AD Tripwires - Troubleshooting
This guide helps resolve common issues encountered during AD Tripwires setup and operation.
Error States
If your AD Tripwire deployment encounters an error, the UI will display error states to help you diagnose and resolve problems.
Domain index showing an error state for a domain.

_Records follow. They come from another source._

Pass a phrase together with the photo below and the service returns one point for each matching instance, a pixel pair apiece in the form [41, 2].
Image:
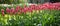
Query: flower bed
[34, 15]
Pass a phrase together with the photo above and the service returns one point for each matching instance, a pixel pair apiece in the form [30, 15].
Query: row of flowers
[31, 8]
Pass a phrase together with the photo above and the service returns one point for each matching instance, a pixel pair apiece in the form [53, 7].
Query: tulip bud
[2, 10]
[7, 10]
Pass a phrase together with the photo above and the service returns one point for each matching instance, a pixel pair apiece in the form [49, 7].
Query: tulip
[7, 10]
[2, 10]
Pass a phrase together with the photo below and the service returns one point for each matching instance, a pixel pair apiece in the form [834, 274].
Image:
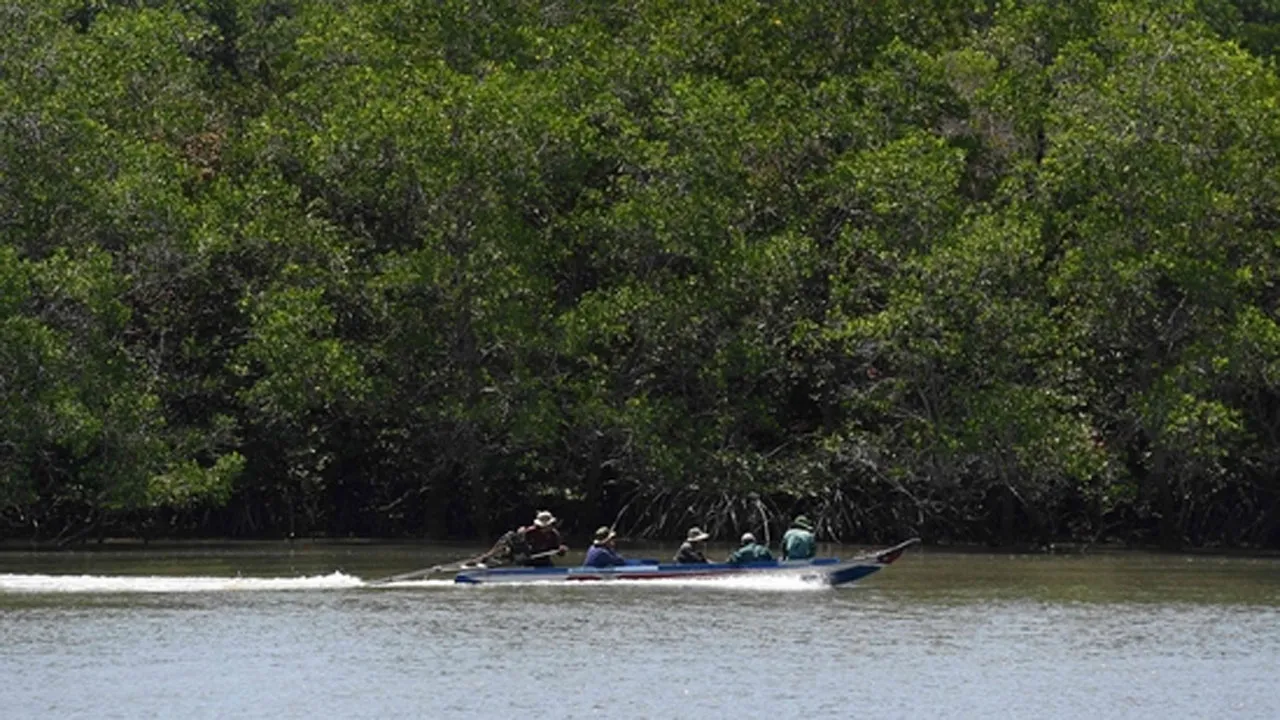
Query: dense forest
[984, 270]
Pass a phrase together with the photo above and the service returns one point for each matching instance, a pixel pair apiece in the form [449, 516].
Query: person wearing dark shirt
[750, 551]
[603, 552]
[540, 540]
[693, 551]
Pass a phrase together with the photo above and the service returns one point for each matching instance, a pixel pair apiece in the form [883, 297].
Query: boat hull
[823, 570]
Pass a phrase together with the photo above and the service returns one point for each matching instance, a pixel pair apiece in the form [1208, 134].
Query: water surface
[270, 630]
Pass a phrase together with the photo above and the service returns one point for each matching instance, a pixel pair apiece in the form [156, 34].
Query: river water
[272, 630]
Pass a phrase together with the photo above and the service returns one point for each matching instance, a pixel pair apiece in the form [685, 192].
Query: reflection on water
[270, 632]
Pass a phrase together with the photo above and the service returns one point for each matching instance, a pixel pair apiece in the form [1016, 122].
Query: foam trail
[168, 584]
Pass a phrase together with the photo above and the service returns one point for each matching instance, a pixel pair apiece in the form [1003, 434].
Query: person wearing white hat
[542, 540]
[750, 551]
[693, 552]
[603, 552]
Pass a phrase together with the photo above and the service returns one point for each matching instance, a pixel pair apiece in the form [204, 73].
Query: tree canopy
[983, 272]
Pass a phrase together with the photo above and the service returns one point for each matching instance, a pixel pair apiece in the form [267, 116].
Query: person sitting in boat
[539, 542]
[693, 551]
[750, 551]
[799, 543]
[603, 552]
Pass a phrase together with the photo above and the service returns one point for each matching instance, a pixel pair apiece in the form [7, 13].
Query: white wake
[168, 584]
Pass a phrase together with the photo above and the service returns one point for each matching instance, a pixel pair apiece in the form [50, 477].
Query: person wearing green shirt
[750, 551]
[799, 543]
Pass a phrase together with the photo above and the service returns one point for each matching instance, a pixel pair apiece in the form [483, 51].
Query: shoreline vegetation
[984, 273]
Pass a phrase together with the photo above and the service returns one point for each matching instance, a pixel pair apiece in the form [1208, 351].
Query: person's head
[604, 534]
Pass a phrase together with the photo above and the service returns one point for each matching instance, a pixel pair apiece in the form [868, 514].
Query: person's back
[540, 541]
[691, 551]
[799, 542]
[602, 552]
[750, 551]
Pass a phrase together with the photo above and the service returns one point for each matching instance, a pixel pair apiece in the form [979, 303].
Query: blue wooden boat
[822, 570]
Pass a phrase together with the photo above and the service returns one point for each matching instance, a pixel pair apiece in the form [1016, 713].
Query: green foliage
[981, 270]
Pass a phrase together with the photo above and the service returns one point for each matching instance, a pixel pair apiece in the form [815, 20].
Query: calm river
[273, 630]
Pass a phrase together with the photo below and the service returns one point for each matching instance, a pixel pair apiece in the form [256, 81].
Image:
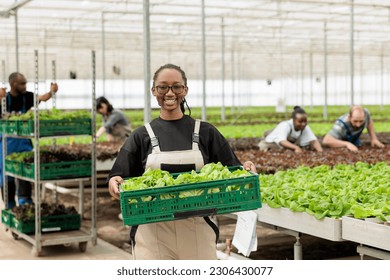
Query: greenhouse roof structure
[252, 39]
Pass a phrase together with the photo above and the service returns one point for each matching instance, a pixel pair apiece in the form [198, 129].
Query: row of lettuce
[361, 190]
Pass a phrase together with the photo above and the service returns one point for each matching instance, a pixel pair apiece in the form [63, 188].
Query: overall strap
[153, 138]
[291, 129]
[9, 101]
[350, 137]
[195, 136]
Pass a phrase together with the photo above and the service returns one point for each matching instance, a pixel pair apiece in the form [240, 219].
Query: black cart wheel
[83, 246]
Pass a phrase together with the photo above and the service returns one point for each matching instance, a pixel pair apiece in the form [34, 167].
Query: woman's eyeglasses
[177, 89]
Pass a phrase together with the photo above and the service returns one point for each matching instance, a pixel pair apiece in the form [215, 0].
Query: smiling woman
[173, 142]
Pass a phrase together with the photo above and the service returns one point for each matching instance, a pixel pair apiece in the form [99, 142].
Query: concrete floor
[12, 249]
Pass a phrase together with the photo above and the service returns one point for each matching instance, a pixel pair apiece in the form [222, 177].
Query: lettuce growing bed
[185, 200]
[368, 232]
[360, 190]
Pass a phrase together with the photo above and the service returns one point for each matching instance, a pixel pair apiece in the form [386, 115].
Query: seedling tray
[246, 196]
[14, 167]
[48, 223]
[59, 170]
[9, 126]
[56, 127]
[6, 217]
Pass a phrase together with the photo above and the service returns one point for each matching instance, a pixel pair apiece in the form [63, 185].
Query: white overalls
[191, 238]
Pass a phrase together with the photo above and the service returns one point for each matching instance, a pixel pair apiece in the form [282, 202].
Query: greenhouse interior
[131, 129]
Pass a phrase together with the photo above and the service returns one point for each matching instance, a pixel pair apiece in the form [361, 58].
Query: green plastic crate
[48, 223]
[6, 217]
[14, 167]
[56, 127]
[246, 196]
[59, 170]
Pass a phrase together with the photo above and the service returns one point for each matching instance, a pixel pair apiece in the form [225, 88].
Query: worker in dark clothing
[19, 101]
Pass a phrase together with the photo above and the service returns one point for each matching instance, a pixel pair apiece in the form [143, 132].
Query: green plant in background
[361, 190]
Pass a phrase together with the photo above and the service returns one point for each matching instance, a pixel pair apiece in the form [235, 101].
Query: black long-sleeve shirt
[172, 136]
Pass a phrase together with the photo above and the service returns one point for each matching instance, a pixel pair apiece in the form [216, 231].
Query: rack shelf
[39, 238]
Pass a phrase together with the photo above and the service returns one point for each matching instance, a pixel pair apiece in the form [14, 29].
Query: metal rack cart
[40, 239]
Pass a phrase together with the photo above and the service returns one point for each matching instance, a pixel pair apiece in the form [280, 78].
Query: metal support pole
[351, 54]
[303, 77]
[17, 40]
[3, 99]
[325, 111]
[382, 80]
[223, 117]
[233, 83]
[311, 81]
[53, 71]
[103, 56]
[37, 181]
[204, 117]
[147, 105]
[93, 156]
[298, 249]
[361, 80]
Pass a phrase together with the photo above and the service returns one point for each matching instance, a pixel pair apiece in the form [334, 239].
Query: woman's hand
[113, 186]
[250, 166]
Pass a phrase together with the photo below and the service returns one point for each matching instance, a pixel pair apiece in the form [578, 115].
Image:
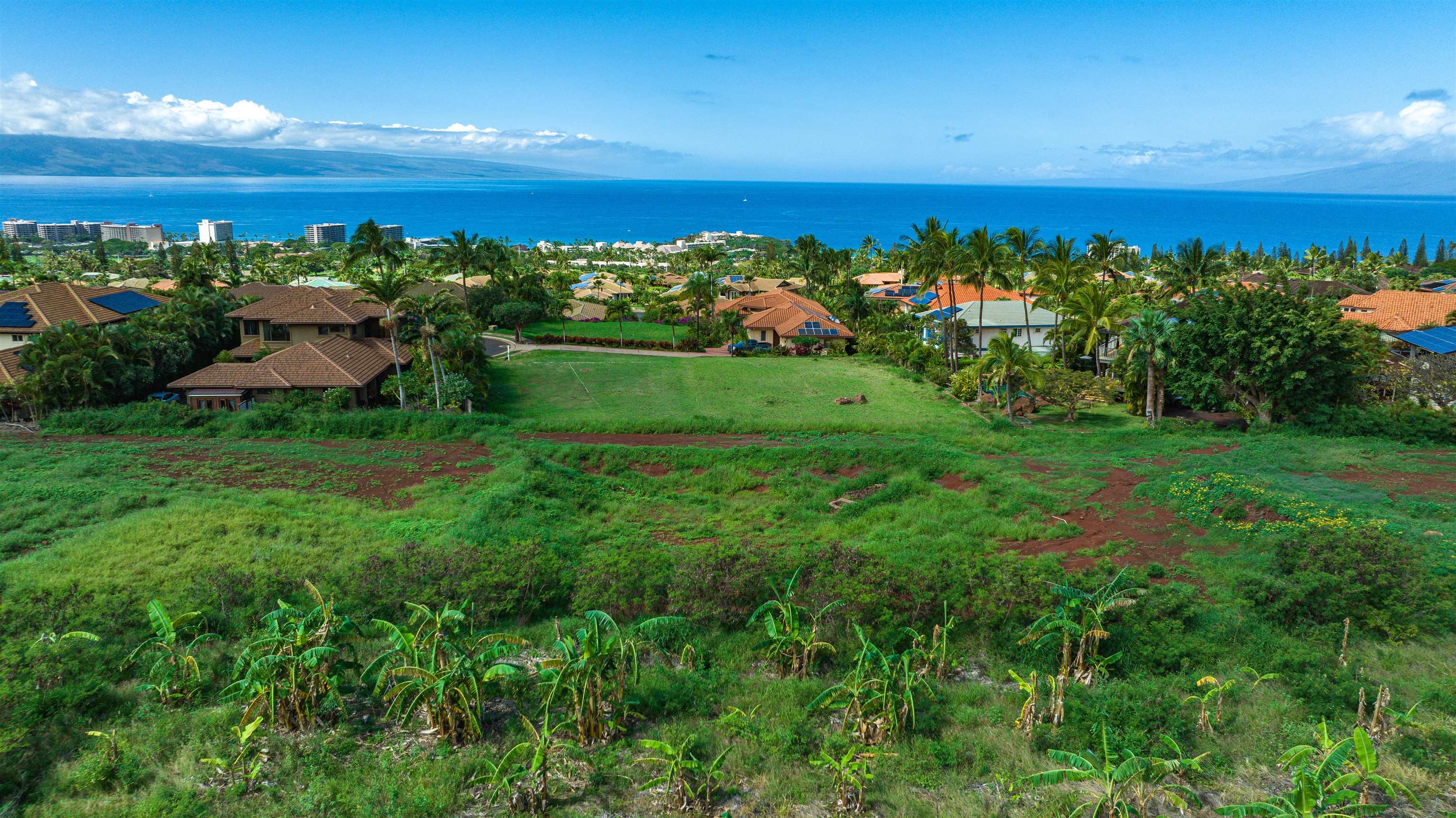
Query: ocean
[839, 214]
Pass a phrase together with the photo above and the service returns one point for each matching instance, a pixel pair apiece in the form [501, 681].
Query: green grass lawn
[92, 529]
[606, 392]
[641, 331]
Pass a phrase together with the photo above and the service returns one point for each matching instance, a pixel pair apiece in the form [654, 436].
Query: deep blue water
[841, 214]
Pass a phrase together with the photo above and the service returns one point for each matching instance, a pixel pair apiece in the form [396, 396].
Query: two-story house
[302, 315]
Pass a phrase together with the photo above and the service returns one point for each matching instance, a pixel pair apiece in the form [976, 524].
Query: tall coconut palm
[989, 258]
[1148, 338]
[1008, 364]
[461, 255]
[669, 313]
[619, 311]
[1091, 311]
[937, 258]
[388, 287]
[1026, 249]
[1057, 278]
[369, 242]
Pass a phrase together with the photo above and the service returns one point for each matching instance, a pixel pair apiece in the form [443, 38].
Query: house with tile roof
[300, 315]
[1398, 311]
[31, 311]
[359, 364]
[995, 319]
[785, 319]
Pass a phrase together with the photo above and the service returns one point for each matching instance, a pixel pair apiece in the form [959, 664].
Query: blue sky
[1171, 92]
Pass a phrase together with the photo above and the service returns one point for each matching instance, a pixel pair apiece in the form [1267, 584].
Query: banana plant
[849, 775]
[1258, 676]
[175, 674]
[688, 782]
[293, 671]
[1215, 692]
[1321, 782]
[246, 760]
[594, 666]
[791, 631]
[878, 693]
[523, 776]
[443, 669]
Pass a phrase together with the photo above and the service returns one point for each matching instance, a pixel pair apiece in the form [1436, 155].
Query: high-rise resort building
[215, 232]
[18, 229]
[133, 232]
[324, 233]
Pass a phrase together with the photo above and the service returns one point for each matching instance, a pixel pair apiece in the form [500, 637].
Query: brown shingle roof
[310, 305]
[1400, 311]
[331, 361]
[11, 370]
[55, 302]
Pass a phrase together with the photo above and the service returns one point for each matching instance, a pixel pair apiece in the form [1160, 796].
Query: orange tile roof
[331, 361]
[1398, 311]
[784, 312]
[55, 302]
[310, 305]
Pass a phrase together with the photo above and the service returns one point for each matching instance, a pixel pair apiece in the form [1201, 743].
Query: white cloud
[1424, 129]
[31, 108]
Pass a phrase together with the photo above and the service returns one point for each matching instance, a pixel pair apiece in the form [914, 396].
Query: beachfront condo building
[324, 233]
[215, 232]
[18, 229]
[133, 232]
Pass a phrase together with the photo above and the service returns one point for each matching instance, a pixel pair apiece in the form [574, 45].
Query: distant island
[33, 155]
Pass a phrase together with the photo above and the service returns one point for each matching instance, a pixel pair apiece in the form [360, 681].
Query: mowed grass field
[951, 510]
[631, 330]
[608, 392]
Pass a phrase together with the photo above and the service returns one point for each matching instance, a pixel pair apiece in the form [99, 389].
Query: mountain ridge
[37, 155]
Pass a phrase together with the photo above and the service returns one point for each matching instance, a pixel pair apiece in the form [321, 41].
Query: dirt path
[1148, 527]
[708, 441]
[369, 470]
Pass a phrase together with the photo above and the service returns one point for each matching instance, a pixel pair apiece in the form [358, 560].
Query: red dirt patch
[954, 482]
[1406, 484]
[1148, 527]
[836, 474]
[1216, 449]
[710, 441]
[391, 469]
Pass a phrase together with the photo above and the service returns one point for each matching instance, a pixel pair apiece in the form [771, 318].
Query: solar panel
[124, 302]
[15, 313]
[1440, 340]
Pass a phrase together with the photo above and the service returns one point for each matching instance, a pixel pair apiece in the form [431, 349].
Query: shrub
[1365, 574]
[337, 399]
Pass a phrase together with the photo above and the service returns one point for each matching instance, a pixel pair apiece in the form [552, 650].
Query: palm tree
[1008, 364]
[619, 309]
[1027, 249]
[1057, 278]
[937, 257]
[988, 259]
[1104, 251]
[459, 255]
[389, 287]
[1149, 338]
[669, 313]
[1193, 268]
[1091, 311]
[369, 242]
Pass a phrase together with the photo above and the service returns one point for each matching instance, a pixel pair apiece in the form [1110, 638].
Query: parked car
[742, 347]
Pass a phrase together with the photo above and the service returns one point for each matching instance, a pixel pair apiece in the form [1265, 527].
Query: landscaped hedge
[598, 341]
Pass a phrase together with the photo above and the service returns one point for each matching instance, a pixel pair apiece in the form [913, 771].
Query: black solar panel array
[15, 313]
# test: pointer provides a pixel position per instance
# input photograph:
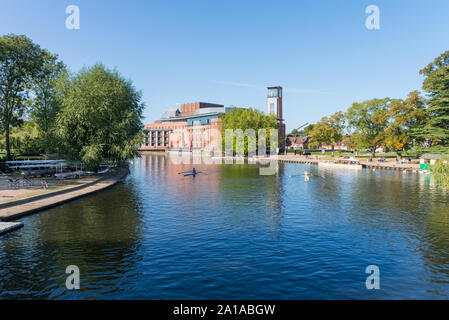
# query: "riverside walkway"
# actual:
(16, 209)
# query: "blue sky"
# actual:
(229, 51)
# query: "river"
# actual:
(233, 234)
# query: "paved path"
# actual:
(17, 211)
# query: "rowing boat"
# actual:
(192, 174)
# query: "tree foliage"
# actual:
(369, 120)
(100, 118)
(47, 87)
(328, 131)
(436, 84)
(406, 117)
(20, 62)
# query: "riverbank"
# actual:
(390, 165)
(35, 203)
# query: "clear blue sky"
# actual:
(229, 51)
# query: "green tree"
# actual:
(47, 86)
(19, 63)
(407, 116)
(100, 118)
(369, 120)
(436, 84)
(328, 131)
(307, 130)
(244, 119)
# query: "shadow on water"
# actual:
(231, 233)
(100, 234)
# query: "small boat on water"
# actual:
(192, 173)
(346, 163)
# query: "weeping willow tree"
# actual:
(101, 117)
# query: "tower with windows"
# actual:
(274, 106)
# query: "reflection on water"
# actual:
(231, 233)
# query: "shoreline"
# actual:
(24, 207)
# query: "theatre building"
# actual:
(196, 126)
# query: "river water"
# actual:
(233, 234)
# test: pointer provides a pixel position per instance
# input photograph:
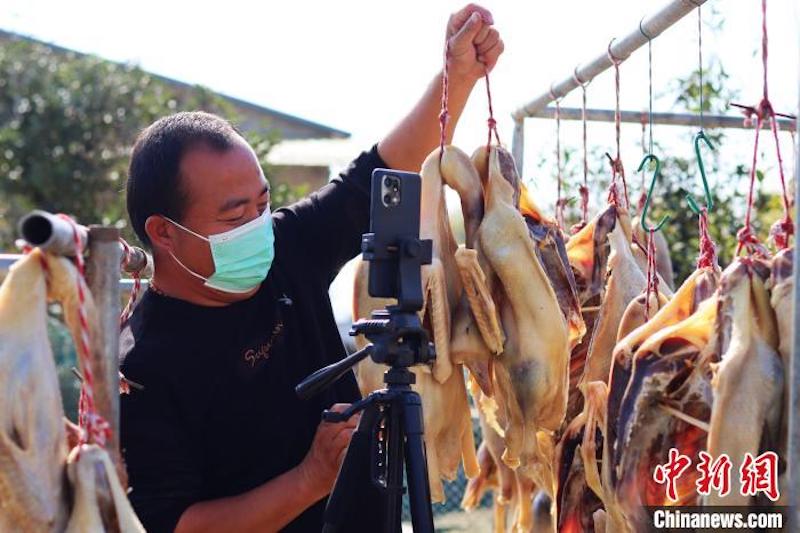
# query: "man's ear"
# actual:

Error when a tripwire account already exists in Active Directory.
Setup Issues
Domain Policy Import Problems
Problem: GPO import fails or settings don't appear correctly after import.
Solution:
- Verify the extracted folder contains all required files (
gpreport.xml
,manifest.xml
,Backup.xml
) - Ensure you're selecting the correct folder path during import
- Check that you have Domain Admin privileges
- Try creating a new GPO and importing again
Problem: Scheduled task doesn't appear after GPO application.
Solution:
- Force Group Policy update: Run
gpupdate /force
on domain controllers - Check GPO link: Verify the policy is linked to Domain Controllers OU
- Verify task scheduler: Open
taskschd.msc
and look for "IoA Collector" task - Check event logs for Group Policy errors in Windows Event Viewer
AD Agent Connection Issues
Problem: AD Agent
fails to start or connect to domain controllers.
Solution:
- Verify service account permissions are correctly configured
- Check network connectivity between NodeZero runner and domain controller
- Ensure the specified domain controller hostname is accessible
- Verify the service account has necessary permissions to access
SYSVOL
Problem: No events appearing in Horizon3 portal.
Solution:
- Verify tripwire accounts are created and configured correctly
- Check that the scheduled task is running on domain controllers
- Test connectivity to the EventAnalytics directory in
SYSVOL
- Review
AD Agent
logs on the NodeZero runner
Account Provisioning Issues
Problem: Failure to create tripwire accounts during provisioning.
Solution:
- Ensure the account used for provisioning has the required permissions. See the Permission Requirements section in the Getting Started guide for detailed information
- Verify the domain is accessible from the machine running the utility
- Check for naming conflicts with existing accounts
- Review Active Directory permissions and domain policies that might block account creation
Verification Steps
Confirm GPO is Applied
- Open Group Policy Management Console (
gpmc.msc
) - Navigate to Domain Controllers OU
- Verify "H3 IoA Policy" appears in the linked GPOs list
- Check GPO status shows as "Enabled"
Verify Scheduled Task
- On each domain controller, open Task Scheduler (
taskschd.msc
) - Look for "IoA Collector" task in Task Scheduler Library
- Verify task is enabled and shows recent successful runs
- Check task history for any errors
Confirm Tripwire Accounts
- Open Active Directory Users and Computers (
dsa.msc
) - Locate the created tripwire accounts
- Verify account properties match expected configurations:
- Exposed credential accounts have descriptions with embedded credentials
- Kerberoastable accounts have Service Principal Names (SPNs) configured
- AS-REP Roastable accounts have "Do not require Kerberos preauthentication" enabled
Test AD Agent Status
- In Horizon3 portal, navigate to AD Tripwires management
- Verify
AD Agent
shows as "Active" status - Check last communication timestamp is recent
- Review any error messages or warnings displayed
Common Error Messages
"Access Denied" during provisioning
- Cause: Insufficient privileges for Active Directory operations or
SYSVOL
access - Solution: Ensure the account has the following minimum permissions:
- Active Directory: Create/modify user accounts, set SPNs, and modify user properties
- SYSVOL Access: Full control permissions to create the EventAnalytics directory and set permissions
- Alternative: Use Domain Admin account which includes all necessary permissions
"Domain Controller not accessible"
- Cause: Network connectivity or DNS resolution issues
- Solution: Verify hostname, check network connectivity, ensure DNS resolution works
"SYSVOL path not found"
- Cause: Incorrect domain controller configuration or
SYSVOL
permissions - Solution: Verify
SYSVOL
share is accessible and service account has read permissions
Example Alert and Tripwire Account Status
The portal provides visual feedback for tripwire alerts and account status.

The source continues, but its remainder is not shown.